FILED UNDER: Climate Change, Intelligence, National Security, ,
James Joyner
About James Joyner
James Joyner is Professor and Department Head of Security Studies at Marine Corps University's Command and Staff College. He's a former Army officer and Desert Storm veteran. Views expressed here are his own. Follow James on Twitter @DrJJoyner.

Comments

  1. Dave Schuler says:

    I’m going to have to read the rest after I cool down a bit. I was bored by the introduction and the first section, briefly excited at the opening of the second section, only to be disappointed that our actual strategic interests appeared to be cast away in favor of a domestic wish list.

    So far the document resembles a State of the Union speech. A State of the Globe, perhaps? A long wish list that doesn’t mean a great deal.

    Are we genuinely underinvested in education and healthcare? We spend well over a trillion dollars a year on education and three trillion a year on healthcare and rising fast. What would be an appropriate level of investment and how can that be realized?

  2. john personna says:

    My main concern is the very thing that makes Christine Parthemore, the Bacevich Fellow at the Center for a New American Security, so happy. She does a word count and notes “The new NSS mentions energy more than engagement or military. And climate change appears more than intelligence.” Of the words she tracked, development (76 mentions) tops the list, followed closely by nuclear (74). Well down the list are energy (49), military (44), engagement (43), climate change (28), and intelligence (18).

    To me, this is defining national security in a way that has no meaning.

    Well, hasn’t a good part of our “national security” since the Iranian revolution been about securing “energy security?”

    Carter Doctrine

    We could call it Colonial Policy if we were more honest 😉

  3. My main concern is the very thing that makes Christine Parthemore, the Bacevich Fellow at the Center for a New American Security, so happy. She does a word count and notes “The new NSS mentions energy more than engagement or military. And climate change appears more than intelligence.” Of the words she tracked, development (76 mentions) tops the list, followed closely by nuclear (74). Well down the list are energy (49), military (44), engagement (43), climate change (28), and intelligence (18).

    To me, this is defining national security in a way that has no meaning.

    She did a word count ?

    This is what passes for serious analysis ?

  4. TangoMan says:

    In fairness, the actual conduct of foreign policy under Obama is not, as I’ve written before, all that great a departure from that of post-2005 George W. Bush. But, clearly, they very much want us to think otherwise.

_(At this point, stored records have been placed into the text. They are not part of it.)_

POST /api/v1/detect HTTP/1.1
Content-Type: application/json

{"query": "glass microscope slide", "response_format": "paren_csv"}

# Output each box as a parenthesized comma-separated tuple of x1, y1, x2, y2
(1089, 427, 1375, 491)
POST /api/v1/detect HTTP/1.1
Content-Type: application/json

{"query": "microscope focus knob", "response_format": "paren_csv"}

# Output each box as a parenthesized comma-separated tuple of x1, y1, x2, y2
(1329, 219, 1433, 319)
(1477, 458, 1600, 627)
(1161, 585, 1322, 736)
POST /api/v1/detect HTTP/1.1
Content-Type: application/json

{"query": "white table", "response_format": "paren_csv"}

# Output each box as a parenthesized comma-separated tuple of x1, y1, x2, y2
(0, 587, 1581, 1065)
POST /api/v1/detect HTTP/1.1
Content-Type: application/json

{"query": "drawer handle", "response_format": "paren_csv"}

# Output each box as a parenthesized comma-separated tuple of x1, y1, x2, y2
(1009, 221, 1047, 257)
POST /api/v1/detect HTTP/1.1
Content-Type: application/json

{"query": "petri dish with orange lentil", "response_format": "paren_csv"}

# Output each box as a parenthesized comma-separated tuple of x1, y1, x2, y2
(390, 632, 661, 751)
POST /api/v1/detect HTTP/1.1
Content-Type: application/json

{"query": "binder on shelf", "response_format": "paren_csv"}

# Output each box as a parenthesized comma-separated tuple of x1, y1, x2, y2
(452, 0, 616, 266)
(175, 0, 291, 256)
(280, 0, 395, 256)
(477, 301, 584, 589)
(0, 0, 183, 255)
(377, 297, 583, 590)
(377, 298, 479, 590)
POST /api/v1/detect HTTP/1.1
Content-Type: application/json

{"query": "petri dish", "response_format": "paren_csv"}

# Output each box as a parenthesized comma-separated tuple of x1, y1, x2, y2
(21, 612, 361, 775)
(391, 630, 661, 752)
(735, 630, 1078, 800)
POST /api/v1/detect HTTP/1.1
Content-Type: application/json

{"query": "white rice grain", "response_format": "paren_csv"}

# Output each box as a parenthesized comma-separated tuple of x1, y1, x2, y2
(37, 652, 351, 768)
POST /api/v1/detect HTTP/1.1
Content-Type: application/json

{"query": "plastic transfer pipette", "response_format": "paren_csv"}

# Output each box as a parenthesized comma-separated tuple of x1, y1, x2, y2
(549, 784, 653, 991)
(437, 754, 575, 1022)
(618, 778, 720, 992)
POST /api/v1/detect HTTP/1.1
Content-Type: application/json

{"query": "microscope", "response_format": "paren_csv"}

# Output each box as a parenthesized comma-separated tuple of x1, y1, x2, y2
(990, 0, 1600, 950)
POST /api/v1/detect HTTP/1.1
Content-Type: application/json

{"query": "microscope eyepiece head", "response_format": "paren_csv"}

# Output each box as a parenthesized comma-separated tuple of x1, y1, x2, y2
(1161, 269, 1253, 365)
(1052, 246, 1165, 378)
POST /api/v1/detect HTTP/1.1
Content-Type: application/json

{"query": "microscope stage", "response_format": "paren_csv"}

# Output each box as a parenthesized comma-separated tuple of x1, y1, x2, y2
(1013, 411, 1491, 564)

    Either a charade or a process of redefining national security strategy where the rate of change is tied to a feedback loop. The more that is changed the faster additional change can be implemented but so far, with policy being not too divergent from Bush-era policy, the rate of change is small. This document might be a roadmap to some desired end state.

  5. Brett says:

    So far the document resembles a State of the Union speech. A State of the Globe, perhaps? A long wish list that doesn’t mean a great deal.

    That’s an apt description, an impression that I got from reading it (I read the whole thing this morning) as well. There’s some content in there (although it’s nothing that hasn’t been said before), but most of it is drowned in a whole lot of “fluff” (nice rhetoric), as well as a laundry list of Obama projects on everything from the economy to climate change.

    It waters the definition of “National Security” down to the point of near-uselessness in the process, including things like domestic initiatives to boost the economy and the like. Really, don’t waste your time reading the whole thing.

  6. steve says:

    No time to read this for a while. I do think that healing our economy is a major national security issue, but not sure it merits NSS coverage. If the word counts are correct, it sounds like they are going after a CNAS type approach of world wide engagement. Sounds more like State Department stuff.

    Steve

  7. James Joyner says:

    it sounds like they are going after a CNAS type approach of world wide engagement

    Astute observation. And, heck, CNAS was basically launched as a shadow cabinet and both of its founders, Campbell and Flournoy, got plum assignments.